Вы называете это автобусом?
Шрифт:
Я оказалась в компании Пятаковой, Гольдмана, Бархатова и Протасова. Рядом пристроился и наш рыжий пилот Антон. Он еще в автобусе в разговоре с Пятаковой обмолвился, что хочет поехать с нами на экскурсию в Париж, о чем он давно мечтал, но то денег нет, то времени. Его напарник Иван милостиво его отпустил с нами. Нелли Петровна тоже примостилась неподалеку.
Я же оглядывалась, пытаясь понять, где расположился Юра Толстоухов. Оказалось, он вместе с Маевским и Вовкой Корсаровым стоял около другого дерева и, судя по всему, они ругались
Я думала, изменился Юрка с времен нашей совместной учебы или нет. Вроде он перестал быть таким застенчивым, но в нем появился какой-то надрыв.
– Мальчики, какая благодать, – с лисьей хитринкой проговорила Пятакова, – мы находимся в городе любви.
– Ты намекаешь на то, что тут борделей много? – спросил Гольдман.

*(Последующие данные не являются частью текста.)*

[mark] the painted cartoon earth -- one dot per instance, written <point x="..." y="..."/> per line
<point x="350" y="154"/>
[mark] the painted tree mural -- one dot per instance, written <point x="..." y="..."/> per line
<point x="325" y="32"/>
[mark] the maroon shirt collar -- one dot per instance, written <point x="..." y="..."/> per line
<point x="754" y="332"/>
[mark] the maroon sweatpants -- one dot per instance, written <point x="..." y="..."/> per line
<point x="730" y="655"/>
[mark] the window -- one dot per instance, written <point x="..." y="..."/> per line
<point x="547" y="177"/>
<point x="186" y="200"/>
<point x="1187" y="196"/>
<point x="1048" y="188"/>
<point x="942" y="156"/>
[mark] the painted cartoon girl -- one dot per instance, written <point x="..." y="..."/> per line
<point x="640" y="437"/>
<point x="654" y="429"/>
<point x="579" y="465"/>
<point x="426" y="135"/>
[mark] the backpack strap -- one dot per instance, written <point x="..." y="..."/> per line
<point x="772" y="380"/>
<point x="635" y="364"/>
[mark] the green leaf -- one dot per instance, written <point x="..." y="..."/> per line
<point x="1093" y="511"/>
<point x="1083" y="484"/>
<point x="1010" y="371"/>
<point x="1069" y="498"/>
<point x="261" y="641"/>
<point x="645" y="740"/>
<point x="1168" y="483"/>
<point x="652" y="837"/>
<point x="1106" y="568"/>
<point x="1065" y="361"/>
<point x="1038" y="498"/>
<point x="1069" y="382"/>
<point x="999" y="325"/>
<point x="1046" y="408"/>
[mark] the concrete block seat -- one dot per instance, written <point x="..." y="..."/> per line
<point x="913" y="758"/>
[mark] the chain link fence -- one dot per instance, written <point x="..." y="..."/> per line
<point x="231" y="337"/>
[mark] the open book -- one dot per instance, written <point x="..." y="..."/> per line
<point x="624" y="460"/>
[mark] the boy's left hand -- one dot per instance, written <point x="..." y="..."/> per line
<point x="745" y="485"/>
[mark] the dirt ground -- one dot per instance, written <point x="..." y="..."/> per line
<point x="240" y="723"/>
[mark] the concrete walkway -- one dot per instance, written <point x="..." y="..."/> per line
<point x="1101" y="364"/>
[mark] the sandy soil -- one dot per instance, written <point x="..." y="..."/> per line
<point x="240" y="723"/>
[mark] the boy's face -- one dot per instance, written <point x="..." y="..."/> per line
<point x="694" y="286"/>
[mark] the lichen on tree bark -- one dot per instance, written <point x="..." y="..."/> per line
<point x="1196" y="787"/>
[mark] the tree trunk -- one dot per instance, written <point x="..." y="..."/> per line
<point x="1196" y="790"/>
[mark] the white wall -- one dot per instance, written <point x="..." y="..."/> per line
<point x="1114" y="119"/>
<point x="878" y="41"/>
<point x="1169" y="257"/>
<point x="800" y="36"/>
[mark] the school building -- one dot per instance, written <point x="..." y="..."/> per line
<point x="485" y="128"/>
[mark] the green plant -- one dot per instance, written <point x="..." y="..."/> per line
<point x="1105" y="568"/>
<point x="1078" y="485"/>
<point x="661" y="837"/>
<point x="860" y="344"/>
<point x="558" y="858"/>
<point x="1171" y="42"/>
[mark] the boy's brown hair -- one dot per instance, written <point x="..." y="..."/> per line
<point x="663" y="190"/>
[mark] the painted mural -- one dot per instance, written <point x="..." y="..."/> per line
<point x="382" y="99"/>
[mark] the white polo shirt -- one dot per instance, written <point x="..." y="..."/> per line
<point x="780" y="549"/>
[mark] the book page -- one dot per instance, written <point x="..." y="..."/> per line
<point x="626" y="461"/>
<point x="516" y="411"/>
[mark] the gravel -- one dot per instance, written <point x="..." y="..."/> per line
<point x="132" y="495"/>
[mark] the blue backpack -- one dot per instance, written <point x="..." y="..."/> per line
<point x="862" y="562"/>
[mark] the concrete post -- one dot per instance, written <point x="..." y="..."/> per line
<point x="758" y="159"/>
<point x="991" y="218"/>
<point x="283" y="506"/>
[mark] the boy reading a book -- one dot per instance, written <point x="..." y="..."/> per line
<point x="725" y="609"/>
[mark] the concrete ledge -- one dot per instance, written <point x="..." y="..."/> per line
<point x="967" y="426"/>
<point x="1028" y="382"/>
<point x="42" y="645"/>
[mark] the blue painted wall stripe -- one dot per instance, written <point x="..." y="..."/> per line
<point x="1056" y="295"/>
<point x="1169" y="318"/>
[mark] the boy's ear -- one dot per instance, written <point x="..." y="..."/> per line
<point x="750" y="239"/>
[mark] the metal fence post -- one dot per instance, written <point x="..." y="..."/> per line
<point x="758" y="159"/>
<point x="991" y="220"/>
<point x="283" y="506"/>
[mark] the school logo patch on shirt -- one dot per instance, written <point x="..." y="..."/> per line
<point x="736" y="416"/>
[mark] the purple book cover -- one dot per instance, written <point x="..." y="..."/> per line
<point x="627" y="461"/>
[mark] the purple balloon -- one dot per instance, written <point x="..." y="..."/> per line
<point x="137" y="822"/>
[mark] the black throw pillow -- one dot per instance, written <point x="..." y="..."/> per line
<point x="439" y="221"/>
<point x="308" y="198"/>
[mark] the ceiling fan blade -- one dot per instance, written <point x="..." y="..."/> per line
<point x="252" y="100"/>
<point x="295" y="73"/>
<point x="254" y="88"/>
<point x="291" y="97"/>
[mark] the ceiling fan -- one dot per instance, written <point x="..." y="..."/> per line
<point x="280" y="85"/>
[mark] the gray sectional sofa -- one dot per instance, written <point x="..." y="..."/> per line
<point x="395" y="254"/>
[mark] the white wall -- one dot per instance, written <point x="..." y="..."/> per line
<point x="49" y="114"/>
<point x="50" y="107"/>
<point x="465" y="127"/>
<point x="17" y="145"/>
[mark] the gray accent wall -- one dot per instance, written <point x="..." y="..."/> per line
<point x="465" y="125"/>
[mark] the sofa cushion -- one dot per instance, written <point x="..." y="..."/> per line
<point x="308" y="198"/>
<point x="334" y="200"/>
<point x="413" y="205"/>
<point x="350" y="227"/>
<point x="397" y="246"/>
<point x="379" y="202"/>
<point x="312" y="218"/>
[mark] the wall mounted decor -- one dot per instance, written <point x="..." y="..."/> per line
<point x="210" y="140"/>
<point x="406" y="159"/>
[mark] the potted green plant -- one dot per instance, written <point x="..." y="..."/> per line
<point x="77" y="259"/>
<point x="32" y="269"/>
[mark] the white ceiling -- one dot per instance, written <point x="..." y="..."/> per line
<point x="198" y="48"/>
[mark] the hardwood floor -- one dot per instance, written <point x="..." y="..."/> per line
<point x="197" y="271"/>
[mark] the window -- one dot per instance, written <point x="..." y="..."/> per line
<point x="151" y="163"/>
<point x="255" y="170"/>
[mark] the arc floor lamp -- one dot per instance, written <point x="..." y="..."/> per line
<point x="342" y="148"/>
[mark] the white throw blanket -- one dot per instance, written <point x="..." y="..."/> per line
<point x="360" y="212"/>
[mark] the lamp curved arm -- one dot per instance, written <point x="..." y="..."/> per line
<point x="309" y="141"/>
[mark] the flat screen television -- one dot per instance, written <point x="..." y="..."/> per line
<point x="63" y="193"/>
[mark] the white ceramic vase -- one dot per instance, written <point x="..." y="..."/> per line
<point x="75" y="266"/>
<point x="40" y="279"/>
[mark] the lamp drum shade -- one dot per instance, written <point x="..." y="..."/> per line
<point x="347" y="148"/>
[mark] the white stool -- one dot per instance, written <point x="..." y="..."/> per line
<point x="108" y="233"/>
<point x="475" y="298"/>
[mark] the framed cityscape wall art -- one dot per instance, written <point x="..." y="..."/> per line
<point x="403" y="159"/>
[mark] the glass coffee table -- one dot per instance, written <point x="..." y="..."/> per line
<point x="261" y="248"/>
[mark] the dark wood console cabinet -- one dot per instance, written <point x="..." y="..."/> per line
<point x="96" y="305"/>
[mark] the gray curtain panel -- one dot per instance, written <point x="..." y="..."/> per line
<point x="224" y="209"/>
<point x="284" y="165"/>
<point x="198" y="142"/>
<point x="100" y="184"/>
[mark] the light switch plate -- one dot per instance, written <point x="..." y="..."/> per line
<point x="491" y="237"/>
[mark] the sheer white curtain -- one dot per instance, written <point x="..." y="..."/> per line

– Ах, какая пошлость, – скривилась Летка, – я о романтике. Сеня, ты бы хотел обнять любимую и прыгнуть вниз с собора Парижской Богоматери?
– Что я, идиот? – изумился Протасов.
– А я бы не отказалась на Монмартр съездить. Нелли Петровна, мы поедем на Монмартр? – продолжала Пятакова.
Экскурсоводша, которая что-то рассказывала Бархатову, замолкла на полуслове и посмотрела на Виолетту.
– Да, конечно, – ответила она.
– Я слышала, там жили, любили, страдали множество знаменитостей, – протянула Летка.
– Монмартр – самая высокая часть Парижа, – сказала Нелли Петровна, – в том же районе находится и знаменитое кафе-кабаре Мулен Руж. С этим холмом связаны такие имена, как Писсаро, Ван Гог, Жан Маре, Далида. Имре Кальман написал оперетту «Фиалки Монмартра».
– Ах, как это романтично! – воскликнула Пятакова, – Марик, ты хочешь посетить Мулен Руж?
– Если это запланировано в нашем туре, – буднично произнес Бархатов.
– А давайте сделаем что-то незапланированное, безрассудное, – не унималась Пятакова, – пойдемте сегодня ночью купаться. Марик, ты пойдешь?
– Нет, я ночью люблю отдыхать, – сказал неромантичный Бархатов.
– А ты, Сеня, – спросила Летка Протасова, – и ты, Жорик?
– Извини, Лета, у меня поздно вечером разговор с женой, – ответил Протасов.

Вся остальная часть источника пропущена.